See Segment Object for field descriptions. See Special Segment Types for non-Quranic segments.


POST /process_url_session

Downloads audio from a URL, then runs the same pipeline as /process_audio_session. Supports YouTube, SoundCloud, MP3Quran, TikTok, and 500+ sites via yt-dlp.

Parameter Type Default Description
url str required URL to download audio from
min_silence_ms int 200 Minimum silence gap to split segments
min_speech_ms int 1000 Minimum speech duration to keep a segment
pad_ms int 100 Padding added to each side of a segment
model_name str "Base" "Base" or "Large" only
device str "GPU" "GPU" or "CPU"

Response: Same as /process_audio_session, plus a url_metadata field:

{
  "audio_id": "a1b2c3d4e5f67890a1b2c3d4e5f67890",
  "url_metadata": {
    "title": "Surah Al-Ikhlas - Sheikh Mishary",
    "duration": 45.0,
    "source_url": "https://..."
  },
  "segments": [...]
}

Notes:

  • Playlists are rejected โ€” pass a single video/audio URL.
  • Some sites (YouTube, Facebook, Instagram) may not work from the server due to IP restrictions. If a download fails, download the audio locally and use /process_audio_session instead.
  • After the session is created, all follow-up endpoints (/resegment, /retranscribe, etc.) work identically.

POST /resegment

Re-splits the audio into segments using different silence/speech settings, then re-aligns. Reuses the uploaded audio.

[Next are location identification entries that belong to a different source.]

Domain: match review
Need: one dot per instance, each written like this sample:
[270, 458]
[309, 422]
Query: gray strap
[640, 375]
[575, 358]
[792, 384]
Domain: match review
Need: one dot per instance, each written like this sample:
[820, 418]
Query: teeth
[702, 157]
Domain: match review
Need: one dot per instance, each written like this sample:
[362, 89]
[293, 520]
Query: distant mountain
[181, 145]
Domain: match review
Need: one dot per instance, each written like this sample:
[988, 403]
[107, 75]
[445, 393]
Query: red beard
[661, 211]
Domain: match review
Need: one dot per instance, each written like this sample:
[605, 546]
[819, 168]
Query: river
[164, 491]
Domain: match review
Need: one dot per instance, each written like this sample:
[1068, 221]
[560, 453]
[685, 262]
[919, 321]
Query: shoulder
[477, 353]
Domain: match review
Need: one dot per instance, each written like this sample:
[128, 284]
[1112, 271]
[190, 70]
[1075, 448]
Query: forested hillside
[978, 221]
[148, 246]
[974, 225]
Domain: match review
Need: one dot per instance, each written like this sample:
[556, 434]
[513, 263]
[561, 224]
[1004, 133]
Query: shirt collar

Parameter Type Default Description
audio_id str required Session ID from a previous call
min_silence_ms int 200 New minimum silence gap
min_speech_ms int 1000 New minimum speech duration
pad_ms int 100 New padding
model_name str "Base" "Base" or "Large" only
device str "GPU" "GPU" or "CPU"

Response: Same shape as /process_audio_session. Session boundaries are updated.


POST /retranscribe

Re-recognizes text using a different model on the same segments, then re-aligns.

Parameter Type Default Description
audio_id str required Session ID from a previous call
model_name str "Base" "Base" or "Large" only
device str "GPU" "GPU" or "CPU"

Response: Same shape as /process_audio_session. Session model and results are updated.

Note: Returns an error if model_name is the same as the current session's model. To re-run with the same model on different boundaries, use /resegment or /realign_from_timestamps instead (they already include recognition + alignment).


POST /realign_from_timestamps

Aligns audio using custom time boundaries you provide. Useful for manually adjusting where segments start and end.

Parameter Type Default Description
audio_id str required Session ID from a previous call
timestamps list required Array of {"start": float, "end": float} in seconds
model_name str "Base" "Base" or "Large" only
device str "GPU" "GPU" or "CPU"

Example request body:

{
  "audio_id": "a1b2c3d4e5f67890a1b2c3d4e5f67890",
  "timestamps": [
    {"start": 0.5, "end": 3.2},
    {"start": 3.8, "end": 5.1},
    {"start": 5.1, "end": 7.4}
  ],
  "model_name": "Base",
  "device": "GPU"
}

Response: Same shape as /process_audio_session. Session boundaries are replaced with the provided timestamps.


Word Timestamps

POST /timestamps

Gets precise word-level (and optionally letter-level) timing for each word in the aligned segments.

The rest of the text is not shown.